A thing is viscous when, being moist or soft, it is tractile. Bodies
owe this property to the interlocking of their parts when they are
composed like chains, for then they can be drawn out to a great length
and contracted again. Bodies that are not like this are friable. Bodies
are compressible when they are squeezable and retain the shape they
have been squeezed into; incompressible when they are either inapt
to be squeezed at all or do not retain the shape they have been squeezed

Some bodies are combustible and some are not. Wood, wool, bone are
combustible; stone, ice are not. Bodies are combustible when their
pores are such as to admit fire and their longitudinal pores contain
moisture weaker than fire. If they have no moisture, or if, as in
ice or very green wood, the moisture is stronger than fire, they are
not combustible.

Those bodies give off fumes which contain moisture, but in such a
form that it does not go off separately in vapour when they are exposed
to fire. For vapour is a moist secretion tending to the nature of
air produced from a liquid by the agency of burning heat. Bodies that
give off fumes give off secretions of the nature of air by the lapse
of time: as they perish away they dry up or become earth. But the
kind of secretion we are concerned with now differs from others in
that it is not moist nor does it become wind (which is a continuous
flow of air in a given direction). Fumes are common secretion of dry
and moist together caused by the agency of burning heat. Hence they
do not moisten things but rather colour them.

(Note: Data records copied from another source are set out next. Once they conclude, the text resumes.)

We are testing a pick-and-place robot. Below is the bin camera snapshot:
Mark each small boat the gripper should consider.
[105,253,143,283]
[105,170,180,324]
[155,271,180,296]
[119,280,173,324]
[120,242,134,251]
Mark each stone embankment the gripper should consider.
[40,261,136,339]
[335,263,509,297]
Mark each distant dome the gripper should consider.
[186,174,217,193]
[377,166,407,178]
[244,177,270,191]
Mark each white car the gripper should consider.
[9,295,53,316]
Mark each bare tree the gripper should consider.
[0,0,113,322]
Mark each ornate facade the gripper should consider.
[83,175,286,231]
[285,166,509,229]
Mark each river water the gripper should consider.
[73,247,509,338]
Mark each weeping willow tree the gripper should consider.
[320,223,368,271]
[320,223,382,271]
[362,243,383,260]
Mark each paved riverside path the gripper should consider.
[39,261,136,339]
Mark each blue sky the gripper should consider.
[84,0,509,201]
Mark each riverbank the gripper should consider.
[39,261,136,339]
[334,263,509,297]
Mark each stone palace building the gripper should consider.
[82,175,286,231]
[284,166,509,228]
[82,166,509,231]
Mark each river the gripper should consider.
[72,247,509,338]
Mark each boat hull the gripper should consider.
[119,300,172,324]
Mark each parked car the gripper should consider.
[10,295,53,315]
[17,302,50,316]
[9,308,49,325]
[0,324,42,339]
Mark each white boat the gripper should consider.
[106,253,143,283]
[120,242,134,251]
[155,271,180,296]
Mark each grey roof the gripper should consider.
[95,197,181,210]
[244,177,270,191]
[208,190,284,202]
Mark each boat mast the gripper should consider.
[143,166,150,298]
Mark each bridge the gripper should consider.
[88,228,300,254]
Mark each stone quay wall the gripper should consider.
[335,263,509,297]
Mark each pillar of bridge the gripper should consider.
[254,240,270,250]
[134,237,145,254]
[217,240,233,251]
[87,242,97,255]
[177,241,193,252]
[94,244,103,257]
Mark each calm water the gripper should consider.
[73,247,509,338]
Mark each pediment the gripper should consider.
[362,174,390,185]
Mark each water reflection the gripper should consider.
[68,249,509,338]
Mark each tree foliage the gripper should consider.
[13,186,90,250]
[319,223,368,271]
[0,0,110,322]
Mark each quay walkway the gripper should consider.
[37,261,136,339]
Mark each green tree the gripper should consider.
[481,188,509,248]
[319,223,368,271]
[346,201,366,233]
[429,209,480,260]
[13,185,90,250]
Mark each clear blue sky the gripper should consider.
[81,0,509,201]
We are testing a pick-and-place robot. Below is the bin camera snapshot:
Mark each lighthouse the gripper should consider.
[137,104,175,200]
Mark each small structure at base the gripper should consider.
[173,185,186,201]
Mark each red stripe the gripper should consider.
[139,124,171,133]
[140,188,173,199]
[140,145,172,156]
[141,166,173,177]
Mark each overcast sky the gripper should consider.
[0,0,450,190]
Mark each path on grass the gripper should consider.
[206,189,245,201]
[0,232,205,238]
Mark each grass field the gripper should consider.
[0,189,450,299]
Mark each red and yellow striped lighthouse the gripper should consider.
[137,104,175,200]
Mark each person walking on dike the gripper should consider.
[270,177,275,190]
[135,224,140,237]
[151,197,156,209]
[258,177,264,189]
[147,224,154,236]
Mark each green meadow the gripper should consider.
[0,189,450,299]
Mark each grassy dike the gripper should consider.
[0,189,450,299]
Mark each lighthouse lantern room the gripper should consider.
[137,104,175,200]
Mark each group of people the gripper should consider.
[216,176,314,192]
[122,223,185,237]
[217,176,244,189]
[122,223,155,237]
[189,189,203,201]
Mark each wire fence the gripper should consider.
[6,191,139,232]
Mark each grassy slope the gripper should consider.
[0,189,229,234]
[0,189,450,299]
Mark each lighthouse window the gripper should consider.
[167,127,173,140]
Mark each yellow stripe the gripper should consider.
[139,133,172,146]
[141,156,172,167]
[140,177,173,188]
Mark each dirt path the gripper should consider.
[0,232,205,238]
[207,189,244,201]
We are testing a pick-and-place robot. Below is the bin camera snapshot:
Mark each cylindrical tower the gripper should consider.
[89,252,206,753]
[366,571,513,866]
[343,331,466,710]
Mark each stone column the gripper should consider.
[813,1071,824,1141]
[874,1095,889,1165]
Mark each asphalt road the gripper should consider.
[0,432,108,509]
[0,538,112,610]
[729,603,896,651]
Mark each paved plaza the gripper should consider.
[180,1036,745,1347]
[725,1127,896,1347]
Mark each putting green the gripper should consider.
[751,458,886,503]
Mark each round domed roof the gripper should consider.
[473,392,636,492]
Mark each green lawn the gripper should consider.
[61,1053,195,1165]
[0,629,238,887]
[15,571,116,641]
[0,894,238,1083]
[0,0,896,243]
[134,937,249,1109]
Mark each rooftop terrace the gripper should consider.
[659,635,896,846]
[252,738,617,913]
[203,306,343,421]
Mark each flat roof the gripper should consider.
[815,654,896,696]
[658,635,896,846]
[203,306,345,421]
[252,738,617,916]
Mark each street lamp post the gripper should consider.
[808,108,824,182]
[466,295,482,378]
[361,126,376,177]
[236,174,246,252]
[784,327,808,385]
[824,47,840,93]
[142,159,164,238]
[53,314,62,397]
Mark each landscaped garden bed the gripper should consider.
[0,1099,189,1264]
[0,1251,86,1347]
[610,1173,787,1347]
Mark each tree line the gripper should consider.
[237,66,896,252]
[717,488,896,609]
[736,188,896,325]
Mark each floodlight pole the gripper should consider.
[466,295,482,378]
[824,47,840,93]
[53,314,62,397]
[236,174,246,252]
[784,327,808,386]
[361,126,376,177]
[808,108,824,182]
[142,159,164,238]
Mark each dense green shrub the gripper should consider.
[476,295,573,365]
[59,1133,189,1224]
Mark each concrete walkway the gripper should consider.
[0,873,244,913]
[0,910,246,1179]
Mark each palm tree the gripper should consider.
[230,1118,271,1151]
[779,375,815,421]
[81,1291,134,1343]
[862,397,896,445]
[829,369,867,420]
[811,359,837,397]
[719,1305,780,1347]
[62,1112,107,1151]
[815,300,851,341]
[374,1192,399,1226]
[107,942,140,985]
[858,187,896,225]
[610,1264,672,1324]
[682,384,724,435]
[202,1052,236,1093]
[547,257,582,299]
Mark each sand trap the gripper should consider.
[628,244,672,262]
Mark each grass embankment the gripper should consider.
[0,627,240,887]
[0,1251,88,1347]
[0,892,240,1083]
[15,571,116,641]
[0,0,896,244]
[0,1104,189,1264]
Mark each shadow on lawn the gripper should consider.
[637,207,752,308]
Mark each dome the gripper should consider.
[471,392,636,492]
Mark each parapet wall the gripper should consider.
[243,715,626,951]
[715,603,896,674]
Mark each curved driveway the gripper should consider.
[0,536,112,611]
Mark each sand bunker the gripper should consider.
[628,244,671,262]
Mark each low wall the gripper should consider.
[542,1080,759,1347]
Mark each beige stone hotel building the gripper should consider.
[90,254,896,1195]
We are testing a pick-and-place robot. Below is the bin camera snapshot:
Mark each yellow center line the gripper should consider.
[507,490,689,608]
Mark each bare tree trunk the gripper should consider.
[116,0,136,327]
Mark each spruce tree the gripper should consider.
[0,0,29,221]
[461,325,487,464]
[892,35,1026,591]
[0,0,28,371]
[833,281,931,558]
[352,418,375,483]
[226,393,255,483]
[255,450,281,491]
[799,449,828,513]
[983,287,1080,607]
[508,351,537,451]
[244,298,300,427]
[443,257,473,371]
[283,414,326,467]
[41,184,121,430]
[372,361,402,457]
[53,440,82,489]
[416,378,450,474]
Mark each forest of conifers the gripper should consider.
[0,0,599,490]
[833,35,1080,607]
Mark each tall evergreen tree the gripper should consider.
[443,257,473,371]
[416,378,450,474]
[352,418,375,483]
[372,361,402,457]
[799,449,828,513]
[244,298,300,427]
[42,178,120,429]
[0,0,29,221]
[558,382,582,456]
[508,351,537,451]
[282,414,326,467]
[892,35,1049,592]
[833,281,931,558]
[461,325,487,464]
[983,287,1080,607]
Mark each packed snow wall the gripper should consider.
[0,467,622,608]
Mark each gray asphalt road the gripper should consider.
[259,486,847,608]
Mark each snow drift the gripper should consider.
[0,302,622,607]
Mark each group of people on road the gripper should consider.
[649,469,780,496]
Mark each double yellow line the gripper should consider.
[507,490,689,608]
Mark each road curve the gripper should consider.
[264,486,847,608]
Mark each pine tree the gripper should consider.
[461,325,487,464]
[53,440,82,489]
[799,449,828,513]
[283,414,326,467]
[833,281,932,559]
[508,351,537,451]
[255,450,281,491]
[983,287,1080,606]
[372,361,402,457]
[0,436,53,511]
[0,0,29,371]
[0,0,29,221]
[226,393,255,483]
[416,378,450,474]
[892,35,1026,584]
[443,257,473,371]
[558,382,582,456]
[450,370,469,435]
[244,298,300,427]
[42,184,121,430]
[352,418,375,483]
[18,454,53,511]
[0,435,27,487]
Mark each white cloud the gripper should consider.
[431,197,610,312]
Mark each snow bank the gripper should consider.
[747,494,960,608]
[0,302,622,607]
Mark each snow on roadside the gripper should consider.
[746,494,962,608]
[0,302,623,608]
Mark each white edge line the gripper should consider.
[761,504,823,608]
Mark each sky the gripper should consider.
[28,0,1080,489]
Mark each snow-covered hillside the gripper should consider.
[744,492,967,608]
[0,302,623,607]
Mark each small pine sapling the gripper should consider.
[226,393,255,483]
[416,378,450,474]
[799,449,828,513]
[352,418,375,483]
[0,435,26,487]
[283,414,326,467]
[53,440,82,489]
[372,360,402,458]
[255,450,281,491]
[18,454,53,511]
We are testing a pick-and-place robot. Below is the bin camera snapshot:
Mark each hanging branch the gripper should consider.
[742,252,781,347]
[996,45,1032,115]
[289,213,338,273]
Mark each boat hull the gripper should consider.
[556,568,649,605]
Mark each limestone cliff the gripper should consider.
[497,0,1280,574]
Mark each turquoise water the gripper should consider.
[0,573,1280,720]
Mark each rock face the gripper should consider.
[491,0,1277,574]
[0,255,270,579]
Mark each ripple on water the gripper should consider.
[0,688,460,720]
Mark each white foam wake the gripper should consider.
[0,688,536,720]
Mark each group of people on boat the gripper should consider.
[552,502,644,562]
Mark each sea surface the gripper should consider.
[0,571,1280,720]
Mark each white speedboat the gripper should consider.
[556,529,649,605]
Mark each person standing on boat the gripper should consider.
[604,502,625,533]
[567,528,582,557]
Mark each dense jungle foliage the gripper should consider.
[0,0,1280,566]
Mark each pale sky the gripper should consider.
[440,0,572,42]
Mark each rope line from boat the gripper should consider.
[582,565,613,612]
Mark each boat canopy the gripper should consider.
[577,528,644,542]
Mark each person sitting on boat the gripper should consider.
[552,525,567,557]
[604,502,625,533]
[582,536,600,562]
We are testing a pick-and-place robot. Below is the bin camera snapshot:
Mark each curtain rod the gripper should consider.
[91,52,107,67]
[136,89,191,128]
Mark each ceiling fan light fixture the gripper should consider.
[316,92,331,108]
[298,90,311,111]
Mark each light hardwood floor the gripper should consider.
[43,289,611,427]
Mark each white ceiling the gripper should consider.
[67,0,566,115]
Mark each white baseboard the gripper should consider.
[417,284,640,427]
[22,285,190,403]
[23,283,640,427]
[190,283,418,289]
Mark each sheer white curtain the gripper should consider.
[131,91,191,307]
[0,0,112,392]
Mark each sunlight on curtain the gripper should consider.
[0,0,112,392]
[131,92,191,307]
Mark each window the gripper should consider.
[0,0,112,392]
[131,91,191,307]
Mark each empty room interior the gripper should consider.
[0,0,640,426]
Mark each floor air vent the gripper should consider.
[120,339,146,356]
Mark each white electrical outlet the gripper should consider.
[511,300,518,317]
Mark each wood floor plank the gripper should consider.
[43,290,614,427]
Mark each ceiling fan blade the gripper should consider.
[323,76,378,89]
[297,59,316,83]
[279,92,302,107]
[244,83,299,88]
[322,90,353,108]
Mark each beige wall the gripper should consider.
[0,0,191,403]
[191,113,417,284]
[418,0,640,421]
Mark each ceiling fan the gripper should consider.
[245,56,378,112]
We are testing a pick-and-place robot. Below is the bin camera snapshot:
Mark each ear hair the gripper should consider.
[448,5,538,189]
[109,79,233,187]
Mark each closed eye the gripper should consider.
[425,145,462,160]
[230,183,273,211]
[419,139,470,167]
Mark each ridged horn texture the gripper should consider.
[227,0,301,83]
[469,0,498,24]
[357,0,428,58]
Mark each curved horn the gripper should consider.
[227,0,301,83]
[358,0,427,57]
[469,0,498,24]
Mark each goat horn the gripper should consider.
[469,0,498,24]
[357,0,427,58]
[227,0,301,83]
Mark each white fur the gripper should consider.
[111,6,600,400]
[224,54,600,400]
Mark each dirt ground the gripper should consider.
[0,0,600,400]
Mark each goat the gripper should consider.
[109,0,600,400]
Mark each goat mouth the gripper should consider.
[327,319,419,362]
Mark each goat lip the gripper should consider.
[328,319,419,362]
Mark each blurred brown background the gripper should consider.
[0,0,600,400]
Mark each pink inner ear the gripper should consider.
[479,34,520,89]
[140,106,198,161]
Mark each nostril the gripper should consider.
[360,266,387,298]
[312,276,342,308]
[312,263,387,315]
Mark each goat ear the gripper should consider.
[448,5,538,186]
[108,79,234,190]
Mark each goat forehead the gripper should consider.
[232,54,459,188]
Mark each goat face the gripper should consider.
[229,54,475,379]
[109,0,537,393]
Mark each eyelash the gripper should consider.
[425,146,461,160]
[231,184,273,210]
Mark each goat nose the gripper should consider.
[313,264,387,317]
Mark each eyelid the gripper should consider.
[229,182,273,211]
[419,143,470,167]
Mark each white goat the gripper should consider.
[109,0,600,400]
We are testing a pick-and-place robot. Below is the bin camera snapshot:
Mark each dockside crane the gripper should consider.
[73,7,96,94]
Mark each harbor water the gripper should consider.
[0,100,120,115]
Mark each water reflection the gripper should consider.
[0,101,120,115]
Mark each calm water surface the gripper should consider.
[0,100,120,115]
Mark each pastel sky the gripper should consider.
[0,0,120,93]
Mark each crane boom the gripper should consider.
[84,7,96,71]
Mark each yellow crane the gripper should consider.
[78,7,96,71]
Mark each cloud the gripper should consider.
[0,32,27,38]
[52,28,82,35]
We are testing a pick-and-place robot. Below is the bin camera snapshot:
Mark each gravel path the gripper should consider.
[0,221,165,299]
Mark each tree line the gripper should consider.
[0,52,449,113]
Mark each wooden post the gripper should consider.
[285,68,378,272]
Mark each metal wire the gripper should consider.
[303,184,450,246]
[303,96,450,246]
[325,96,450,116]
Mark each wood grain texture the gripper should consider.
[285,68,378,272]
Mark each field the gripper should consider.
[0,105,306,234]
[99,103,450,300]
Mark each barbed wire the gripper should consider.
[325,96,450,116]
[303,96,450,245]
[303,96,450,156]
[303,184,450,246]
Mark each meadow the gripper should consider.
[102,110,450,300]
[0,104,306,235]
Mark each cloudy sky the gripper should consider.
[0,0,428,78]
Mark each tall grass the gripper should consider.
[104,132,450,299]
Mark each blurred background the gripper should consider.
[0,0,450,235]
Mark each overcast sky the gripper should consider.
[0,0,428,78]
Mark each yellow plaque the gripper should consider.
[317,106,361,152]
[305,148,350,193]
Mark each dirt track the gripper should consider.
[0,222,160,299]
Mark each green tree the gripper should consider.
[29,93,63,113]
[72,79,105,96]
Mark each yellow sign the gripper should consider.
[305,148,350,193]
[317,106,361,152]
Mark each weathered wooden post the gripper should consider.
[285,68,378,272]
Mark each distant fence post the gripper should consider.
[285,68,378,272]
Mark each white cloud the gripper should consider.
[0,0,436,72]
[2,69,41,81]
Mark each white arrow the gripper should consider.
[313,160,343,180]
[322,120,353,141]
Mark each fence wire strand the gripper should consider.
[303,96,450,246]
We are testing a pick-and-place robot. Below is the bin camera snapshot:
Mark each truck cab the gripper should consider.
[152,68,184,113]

The fumes of a woody body are called smoke. (I mean to include bones
and hair and everything of this kind in the same class. For there
is no name common to all the objects that I mean, but, for all that,
these things are all in the same class by analogy. Compare what Empedocles
says: They are one and the same, hair and leaves and the thick wings
of birds and scales that grow on stout limbs.) The fumes of fat are
a sooty smoke and those of oily substances a greasy steam. Oil does
not boil away or thicken by evaporation because it does not give off
vapour but fumes. Water on the other hand does not give off fumes,
but vapour. Sweet wine does give off fumes, for it contains fat and
behaves like oil. It does not solidify under the influence of cold
and it is apt to burn. Really it is not wine at all in spite of its
name: for it does not taste like wine and consequently does not inebriate
as ordinary wine does. It contains but little fumigable stuff and
consequently is inflammable.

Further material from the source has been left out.